In April 2023, HKScan announced a new Performance Share Plan for the CEO with one five-year performance period covering the financial years 2023-2027. The potential rewards based on the plan will be paid in three instalments, by the end of May 2026, May 2027 and May 2028. The rewards of the plan are based on EBIT 2023 (10% weight), EBIT 2024 (10% weight), EPS during 2023-2027 (50% weight) and the Company's debt service capacity during 2023-2027 (30% weight).

The achievement level of the earning criterion based on EBIT 2023 was 77%. The earned reward will be paid out in 2026-2028.

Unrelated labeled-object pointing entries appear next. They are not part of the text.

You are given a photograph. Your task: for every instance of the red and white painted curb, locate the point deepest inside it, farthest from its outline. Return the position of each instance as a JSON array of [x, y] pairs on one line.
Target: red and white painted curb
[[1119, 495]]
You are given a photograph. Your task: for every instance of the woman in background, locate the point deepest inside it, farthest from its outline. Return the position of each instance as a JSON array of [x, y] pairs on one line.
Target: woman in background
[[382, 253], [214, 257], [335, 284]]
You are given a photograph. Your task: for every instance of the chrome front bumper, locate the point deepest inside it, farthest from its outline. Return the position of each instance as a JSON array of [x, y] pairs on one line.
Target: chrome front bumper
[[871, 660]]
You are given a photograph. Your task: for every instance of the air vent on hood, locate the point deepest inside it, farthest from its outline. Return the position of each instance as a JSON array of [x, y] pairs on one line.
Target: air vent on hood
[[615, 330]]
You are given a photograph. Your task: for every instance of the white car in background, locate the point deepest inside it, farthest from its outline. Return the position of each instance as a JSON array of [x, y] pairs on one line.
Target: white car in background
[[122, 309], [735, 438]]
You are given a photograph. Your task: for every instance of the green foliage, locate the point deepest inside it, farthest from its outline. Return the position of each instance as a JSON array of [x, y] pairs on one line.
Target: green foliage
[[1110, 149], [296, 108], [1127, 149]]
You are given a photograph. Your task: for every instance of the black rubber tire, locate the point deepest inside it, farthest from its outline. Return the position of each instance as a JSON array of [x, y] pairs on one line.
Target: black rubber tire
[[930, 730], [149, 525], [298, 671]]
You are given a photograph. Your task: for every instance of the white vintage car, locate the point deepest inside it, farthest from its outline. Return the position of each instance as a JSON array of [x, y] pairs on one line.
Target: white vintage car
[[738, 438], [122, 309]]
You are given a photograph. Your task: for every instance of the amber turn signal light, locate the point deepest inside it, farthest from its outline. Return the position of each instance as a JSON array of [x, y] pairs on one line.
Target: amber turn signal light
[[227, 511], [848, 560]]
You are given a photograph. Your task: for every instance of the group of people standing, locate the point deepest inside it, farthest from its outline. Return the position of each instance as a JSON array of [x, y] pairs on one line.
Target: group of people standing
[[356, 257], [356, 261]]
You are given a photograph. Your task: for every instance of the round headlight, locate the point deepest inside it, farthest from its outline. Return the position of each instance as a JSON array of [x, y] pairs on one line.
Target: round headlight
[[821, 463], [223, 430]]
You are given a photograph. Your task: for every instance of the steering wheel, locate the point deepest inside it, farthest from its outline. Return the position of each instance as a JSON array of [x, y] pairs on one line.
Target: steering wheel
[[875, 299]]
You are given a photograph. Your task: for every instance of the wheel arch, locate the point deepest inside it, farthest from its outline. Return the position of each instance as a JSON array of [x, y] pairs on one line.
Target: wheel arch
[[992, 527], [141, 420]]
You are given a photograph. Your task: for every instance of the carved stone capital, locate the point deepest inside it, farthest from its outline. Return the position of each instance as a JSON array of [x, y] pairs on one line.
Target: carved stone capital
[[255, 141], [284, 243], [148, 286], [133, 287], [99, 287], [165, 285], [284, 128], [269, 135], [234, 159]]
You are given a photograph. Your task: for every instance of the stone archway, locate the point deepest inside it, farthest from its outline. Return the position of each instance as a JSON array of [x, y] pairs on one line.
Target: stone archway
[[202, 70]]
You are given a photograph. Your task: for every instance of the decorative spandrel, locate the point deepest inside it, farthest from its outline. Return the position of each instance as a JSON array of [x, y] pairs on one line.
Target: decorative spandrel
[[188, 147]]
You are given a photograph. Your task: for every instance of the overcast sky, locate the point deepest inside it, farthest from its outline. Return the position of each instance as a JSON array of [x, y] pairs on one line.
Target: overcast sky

The rewards payable based on the performance period 2023–2027 correspond to the value of approximately 1.9 million HKScan Corporation shares in maximum total, including the cash portion. The reward payable on the basis of the Performance Share Plan will be capped if the limits set by the Board for the reward payable for the performance period 2023-2027 are reached.

Long-term Incentive Plan 2019-2021 2023-2027
Allocated shares
Maximum number of shares
granted (gross)
168,000 1,944,445
Grant date 26.3.2020 3.4.2023
Share price at grant, EUR 1.756 0.781
Shares earned
Number of shares earned (gross) 117,6001 149,139
Shares delivered in 2023
Number of shares delivered (net) 15,771
Share delivery date 6.3.2023
Share price at delivery, EUR 0.7869
Shares to be delivered in 2025
Number of shares delivered (gross) 29,4001
Shares to be delivered in
2026-2028
Number of shares delivered (gross) 149,139

¹ The deferred rewards will be paid based on the minimum requirements set by the Board on the Company's total shareholder return (TSR) and profitability. The Board has set a maximum limit on the cost of deferred reward.